Better RNA imaging with Spinach2
Nature Methods
October 28, 2013
A tool for imaging targeted RNAs in living human cells is reported online this week in Nature Methods. This improved version of an RNA-based probe, known as Spinach2, broadens the range of RNAs that can be labelled to reveal the dynamic localization of disease-associated ‘toxic RNAs’.
Spinach is a designer RNA sequence that can bind to a small synthetic molecule and cause it to fluoresce green. The sequence for Spinach can, in principle, be attached to any normally occurring cellular RNA in order to label it with fluorescence and track its location in the cell.

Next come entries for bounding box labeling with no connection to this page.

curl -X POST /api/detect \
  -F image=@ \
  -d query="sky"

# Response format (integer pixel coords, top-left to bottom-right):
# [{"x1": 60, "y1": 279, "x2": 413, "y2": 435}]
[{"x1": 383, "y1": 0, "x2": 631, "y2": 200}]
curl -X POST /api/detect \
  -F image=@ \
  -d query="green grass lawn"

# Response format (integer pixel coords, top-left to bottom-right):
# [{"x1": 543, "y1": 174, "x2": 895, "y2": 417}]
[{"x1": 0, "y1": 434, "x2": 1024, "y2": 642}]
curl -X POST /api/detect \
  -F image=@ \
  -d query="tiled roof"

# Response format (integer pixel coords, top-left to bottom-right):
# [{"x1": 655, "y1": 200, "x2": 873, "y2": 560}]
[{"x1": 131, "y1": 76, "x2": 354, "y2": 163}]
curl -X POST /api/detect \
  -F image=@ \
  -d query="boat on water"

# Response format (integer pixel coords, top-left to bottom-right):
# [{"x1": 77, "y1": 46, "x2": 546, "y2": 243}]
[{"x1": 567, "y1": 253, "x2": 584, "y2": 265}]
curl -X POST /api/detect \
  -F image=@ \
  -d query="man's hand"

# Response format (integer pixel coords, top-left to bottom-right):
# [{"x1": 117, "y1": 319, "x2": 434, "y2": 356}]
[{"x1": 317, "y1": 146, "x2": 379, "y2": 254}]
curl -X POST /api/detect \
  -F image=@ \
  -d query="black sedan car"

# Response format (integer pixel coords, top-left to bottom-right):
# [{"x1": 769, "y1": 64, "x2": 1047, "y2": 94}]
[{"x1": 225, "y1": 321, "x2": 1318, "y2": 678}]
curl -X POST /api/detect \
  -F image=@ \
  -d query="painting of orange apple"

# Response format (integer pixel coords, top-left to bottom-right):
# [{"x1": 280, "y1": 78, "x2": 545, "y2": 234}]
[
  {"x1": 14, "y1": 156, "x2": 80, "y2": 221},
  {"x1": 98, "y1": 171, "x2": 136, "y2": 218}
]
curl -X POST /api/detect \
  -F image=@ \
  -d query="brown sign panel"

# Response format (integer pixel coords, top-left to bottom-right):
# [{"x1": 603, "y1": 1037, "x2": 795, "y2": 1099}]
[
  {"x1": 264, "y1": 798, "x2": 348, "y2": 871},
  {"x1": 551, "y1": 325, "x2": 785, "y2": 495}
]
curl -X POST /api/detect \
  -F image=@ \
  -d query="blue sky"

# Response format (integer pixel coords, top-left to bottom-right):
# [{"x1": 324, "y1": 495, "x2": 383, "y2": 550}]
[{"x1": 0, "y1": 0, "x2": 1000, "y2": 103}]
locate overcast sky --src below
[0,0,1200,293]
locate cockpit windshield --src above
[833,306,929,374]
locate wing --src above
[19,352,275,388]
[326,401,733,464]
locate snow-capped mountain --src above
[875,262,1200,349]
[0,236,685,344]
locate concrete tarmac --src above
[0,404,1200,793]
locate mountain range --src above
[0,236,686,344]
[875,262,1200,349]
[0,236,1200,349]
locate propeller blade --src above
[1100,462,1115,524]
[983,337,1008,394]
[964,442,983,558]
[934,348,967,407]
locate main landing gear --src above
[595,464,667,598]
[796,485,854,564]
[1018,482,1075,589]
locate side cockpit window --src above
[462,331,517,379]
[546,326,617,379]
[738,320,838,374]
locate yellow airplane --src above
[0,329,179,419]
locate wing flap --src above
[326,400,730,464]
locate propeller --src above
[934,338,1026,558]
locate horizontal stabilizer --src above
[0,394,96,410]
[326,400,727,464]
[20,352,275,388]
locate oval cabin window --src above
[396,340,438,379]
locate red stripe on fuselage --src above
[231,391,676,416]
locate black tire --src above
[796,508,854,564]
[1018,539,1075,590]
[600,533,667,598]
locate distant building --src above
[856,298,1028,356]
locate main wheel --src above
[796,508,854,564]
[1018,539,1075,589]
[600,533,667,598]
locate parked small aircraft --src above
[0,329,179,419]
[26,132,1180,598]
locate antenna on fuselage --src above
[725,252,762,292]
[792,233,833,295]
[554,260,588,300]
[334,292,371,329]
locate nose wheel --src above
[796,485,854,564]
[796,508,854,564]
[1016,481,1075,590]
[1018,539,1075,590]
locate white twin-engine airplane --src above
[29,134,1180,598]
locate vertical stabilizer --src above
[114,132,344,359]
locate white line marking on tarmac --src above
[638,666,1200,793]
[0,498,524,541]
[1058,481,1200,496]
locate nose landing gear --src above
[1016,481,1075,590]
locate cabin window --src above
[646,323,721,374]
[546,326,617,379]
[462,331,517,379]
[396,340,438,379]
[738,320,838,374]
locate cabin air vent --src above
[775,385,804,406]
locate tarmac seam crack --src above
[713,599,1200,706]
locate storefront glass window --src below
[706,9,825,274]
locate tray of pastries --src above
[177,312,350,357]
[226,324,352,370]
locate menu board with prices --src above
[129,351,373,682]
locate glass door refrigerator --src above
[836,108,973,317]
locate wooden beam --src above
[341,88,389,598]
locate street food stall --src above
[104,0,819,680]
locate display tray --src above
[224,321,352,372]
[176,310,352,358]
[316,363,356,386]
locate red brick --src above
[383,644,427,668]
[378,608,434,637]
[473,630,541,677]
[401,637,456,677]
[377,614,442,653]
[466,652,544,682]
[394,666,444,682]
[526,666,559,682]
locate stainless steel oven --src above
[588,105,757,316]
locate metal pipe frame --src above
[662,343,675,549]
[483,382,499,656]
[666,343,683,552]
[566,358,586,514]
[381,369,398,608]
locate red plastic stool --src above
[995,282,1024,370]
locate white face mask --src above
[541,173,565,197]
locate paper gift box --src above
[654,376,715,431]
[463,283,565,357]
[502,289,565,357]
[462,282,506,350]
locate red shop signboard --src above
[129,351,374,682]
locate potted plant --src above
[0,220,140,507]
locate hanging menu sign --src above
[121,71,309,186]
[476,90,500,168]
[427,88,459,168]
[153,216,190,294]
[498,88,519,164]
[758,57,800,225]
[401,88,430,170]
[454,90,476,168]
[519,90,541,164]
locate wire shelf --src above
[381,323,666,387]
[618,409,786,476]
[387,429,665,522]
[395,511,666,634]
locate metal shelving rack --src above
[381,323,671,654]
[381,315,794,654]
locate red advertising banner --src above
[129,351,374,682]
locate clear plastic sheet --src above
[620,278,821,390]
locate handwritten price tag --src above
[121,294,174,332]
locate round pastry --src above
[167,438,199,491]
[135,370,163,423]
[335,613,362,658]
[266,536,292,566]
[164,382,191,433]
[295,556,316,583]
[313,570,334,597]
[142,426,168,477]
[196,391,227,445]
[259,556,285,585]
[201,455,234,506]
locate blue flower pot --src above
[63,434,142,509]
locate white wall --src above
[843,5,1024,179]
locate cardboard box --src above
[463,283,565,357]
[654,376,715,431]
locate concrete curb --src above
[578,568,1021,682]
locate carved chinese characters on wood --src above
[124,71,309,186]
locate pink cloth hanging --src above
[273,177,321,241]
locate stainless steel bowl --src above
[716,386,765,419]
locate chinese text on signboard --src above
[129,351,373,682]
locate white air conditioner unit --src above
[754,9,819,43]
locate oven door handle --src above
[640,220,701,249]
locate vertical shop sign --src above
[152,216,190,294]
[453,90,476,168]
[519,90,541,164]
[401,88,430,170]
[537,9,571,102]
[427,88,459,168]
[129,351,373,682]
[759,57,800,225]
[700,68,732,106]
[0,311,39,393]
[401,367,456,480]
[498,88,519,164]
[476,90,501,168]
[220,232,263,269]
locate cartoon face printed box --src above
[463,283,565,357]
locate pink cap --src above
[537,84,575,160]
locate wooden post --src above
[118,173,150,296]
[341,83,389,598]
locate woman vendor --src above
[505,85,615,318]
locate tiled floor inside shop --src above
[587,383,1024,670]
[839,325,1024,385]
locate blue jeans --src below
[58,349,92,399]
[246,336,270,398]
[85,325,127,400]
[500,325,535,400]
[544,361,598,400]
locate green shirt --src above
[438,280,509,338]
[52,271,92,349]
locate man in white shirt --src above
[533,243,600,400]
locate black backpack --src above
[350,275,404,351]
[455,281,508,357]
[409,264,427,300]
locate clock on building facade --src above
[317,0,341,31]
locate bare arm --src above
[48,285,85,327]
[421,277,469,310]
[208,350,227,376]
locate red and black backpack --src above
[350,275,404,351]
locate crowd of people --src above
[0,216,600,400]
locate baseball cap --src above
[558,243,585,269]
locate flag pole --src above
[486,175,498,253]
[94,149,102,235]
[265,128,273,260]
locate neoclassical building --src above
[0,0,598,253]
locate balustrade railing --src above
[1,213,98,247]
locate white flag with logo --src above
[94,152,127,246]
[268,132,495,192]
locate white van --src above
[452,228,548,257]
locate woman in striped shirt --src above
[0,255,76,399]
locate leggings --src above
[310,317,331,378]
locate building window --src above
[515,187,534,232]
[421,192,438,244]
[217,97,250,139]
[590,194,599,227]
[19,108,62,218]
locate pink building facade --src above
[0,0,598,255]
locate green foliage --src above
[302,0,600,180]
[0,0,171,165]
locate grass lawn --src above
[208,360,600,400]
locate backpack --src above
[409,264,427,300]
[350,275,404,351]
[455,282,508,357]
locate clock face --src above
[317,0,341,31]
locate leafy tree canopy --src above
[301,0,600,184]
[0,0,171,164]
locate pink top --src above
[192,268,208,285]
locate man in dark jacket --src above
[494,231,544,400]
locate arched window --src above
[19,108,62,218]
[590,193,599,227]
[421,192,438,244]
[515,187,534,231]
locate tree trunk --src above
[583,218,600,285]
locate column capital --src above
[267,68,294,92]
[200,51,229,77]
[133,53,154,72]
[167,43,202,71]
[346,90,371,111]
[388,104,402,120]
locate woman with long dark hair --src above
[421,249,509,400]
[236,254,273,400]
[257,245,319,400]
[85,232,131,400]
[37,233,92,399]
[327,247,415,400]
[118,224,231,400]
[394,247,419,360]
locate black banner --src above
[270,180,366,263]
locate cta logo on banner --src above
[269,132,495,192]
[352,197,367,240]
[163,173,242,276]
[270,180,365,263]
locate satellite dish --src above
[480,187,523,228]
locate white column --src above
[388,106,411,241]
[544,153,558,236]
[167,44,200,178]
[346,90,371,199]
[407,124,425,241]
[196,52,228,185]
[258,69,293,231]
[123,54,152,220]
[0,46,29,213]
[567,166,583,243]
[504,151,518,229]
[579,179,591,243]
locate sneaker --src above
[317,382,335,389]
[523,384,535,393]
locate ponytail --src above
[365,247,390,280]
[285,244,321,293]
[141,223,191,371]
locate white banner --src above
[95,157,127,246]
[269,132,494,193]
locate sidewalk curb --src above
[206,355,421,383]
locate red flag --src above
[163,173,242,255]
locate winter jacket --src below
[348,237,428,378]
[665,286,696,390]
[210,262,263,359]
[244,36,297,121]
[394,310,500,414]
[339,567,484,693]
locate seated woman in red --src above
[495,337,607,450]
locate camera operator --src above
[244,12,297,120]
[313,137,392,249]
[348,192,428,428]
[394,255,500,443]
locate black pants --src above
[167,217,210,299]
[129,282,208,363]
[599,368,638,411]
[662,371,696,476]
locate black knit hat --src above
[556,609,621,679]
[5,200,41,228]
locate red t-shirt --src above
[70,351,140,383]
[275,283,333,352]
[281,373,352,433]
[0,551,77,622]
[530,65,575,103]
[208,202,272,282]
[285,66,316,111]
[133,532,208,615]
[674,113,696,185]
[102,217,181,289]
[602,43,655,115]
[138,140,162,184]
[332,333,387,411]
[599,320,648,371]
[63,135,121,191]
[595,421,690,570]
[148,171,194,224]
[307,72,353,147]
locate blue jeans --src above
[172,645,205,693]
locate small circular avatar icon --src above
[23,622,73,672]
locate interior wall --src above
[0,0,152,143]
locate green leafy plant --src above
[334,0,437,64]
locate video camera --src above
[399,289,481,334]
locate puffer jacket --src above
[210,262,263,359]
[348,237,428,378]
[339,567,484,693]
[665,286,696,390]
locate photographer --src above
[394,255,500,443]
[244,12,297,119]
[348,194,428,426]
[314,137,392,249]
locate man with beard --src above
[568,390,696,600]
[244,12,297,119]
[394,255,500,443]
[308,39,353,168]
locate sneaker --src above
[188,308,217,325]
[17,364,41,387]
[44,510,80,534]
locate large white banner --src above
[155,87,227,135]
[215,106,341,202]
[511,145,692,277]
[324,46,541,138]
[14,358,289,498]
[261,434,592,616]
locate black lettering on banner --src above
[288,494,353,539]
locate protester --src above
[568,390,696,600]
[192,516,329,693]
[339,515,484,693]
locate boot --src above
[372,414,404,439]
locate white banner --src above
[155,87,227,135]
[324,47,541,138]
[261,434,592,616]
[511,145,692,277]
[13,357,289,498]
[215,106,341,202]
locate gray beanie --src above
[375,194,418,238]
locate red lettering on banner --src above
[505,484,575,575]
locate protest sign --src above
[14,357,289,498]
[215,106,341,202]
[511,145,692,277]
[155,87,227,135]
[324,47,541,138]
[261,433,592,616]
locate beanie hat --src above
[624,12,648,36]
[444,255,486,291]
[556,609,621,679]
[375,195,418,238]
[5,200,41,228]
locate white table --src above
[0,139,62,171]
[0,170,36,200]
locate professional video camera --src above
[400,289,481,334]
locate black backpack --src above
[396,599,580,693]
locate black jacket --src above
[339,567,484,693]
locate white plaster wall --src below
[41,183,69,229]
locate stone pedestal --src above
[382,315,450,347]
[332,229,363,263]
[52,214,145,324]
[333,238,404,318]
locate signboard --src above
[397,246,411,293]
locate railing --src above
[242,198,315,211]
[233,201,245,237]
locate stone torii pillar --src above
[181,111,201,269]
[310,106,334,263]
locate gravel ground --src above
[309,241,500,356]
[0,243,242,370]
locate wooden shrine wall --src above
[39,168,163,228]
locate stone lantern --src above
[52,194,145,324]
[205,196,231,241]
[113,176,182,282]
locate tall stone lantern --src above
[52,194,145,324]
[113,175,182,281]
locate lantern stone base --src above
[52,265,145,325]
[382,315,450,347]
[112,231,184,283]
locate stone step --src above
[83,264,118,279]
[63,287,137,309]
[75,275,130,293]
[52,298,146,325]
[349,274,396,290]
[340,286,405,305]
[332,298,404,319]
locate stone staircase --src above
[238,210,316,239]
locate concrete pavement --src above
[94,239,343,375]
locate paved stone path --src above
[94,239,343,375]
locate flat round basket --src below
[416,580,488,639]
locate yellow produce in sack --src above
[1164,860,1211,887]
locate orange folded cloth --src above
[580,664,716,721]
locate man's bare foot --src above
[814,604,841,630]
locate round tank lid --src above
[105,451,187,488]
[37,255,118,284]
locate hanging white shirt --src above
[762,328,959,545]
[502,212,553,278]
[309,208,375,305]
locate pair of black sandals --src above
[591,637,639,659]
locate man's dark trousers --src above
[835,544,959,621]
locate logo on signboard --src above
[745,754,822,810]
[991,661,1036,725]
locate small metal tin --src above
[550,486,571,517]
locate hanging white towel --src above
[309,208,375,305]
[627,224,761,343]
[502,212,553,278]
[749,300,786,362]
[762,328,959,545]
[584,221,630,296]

But in practice, attaching it to an RNA leads to very weak fluorescence due to poor folding and instability, limiting its usefulness as a probe.
Samie Jaffrey and colleagues engineered Spinach2 to improve on the original sequence’s folding and stability, allowing a broader range of RNAs to be imaged. As a demonstration, the authors use Spinach2 to label GCC RNA sequence repeats, which form toxic aggregates linked to fragile X?associated tremor and ataxia syndrome, a disease that affects muscle movement, coordination and cognition. The ability to live-image these labelled RNA molecules allowed the team to identify tautomycin as the first drug that can disrupt existing aggregates in the nucleus.